Understand Scala immutable Map behaviour

Question

I used a scala immutable map as per below.

val d = "4.55"

1. This is working fine.

   val  properties = Map("title"->"title" , "value" -> d )
   

2. Its convert from [String , AnyRef] to [String, Any]

   val  properties = Map("title"->"title" , "value" -> d.toDouble )
   

3. Cant convert from Double to Object , runtime error

   val  properties:Map[String,Object] = Map("title"->"title" , "value" -> d.toDouble )
   

   Why object cant accept the Double?

4. Working fine.

   val  properties:Map[String,Object] = Map("title"->"title" , "value" -> d.toDouble.asInstanceOf[Object] )
   

Cant understand the four scenario of Immutable Map behaviour.

Answer 1

Most important of all: Scala has no primitive types as Java do.

Scala's Double is a class, inherit from AnyVal, has it's own methods

But Java's Object is the base class of all reference types, aka...Class

So, what you did here is using Object as base class of Double.

In my opinion,
Scala's AnyRef is the corresponding type to Java's Object.
Scala's AnyVal is the corresponding type to Java's Primitive Types.

Answer 2

As you can see froom the Scala class hierarchy...
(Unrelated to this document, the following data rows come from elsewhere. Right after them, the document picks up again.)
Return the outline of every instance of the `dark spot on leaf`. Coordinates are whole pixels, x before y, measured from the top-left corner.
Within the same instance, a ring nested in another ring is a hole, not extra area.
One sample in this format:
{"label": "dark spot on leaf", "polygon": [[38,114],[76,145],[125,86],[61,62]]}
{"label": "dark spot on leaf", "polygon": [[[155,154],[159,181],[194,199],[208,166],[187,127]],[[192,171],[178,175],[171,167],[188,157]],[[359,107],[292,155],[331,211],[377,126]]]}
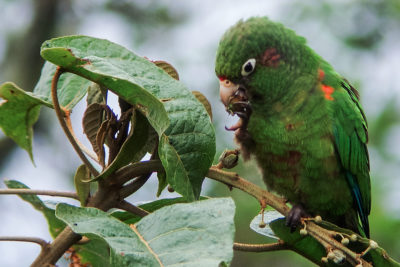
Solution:
{"label": "dark spot on leaf", "polygon": [[92,62],[90,62],[90,60],[89,60],[89,59],[84,59],[84,58],[82,58],[82,59],[81,59],[81,61],[85,62],[85,63],[84,63],[84,64],[82,64],[81,66],[84,66],[84,65],[90,65],[90,64],[92,64]]}
{"label": "dark spot on leaf", "polygon": [[10,93],[11,93],[11,94],[14,94],[14,93],[15,93],[15,91],[14,91],[14,90],[10,90]]}
{"label": "dark spot on leaf", "polygon": [[294,129],[294,125],[289,123],[288,125],[286,125],[286,130],[291,131]]}
{"label": "dark spot on leaf", "polygon": [[74,223],[74,226],[78,226],[78,224],[77,224],[77,223]]}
... the Scala equivalent of java.lang.Object is AnyRef, and type String is part of that family, but a Scala Double falls under AnyVal. When the compiler has to reconcile those two types it will find type Any, which can't be promoted to type AnyRef/Object without coercion (i.e. a cast).

If you had d.toSeq instead of d.toDouble the compiler would have gone to AnyRef/Object straight away.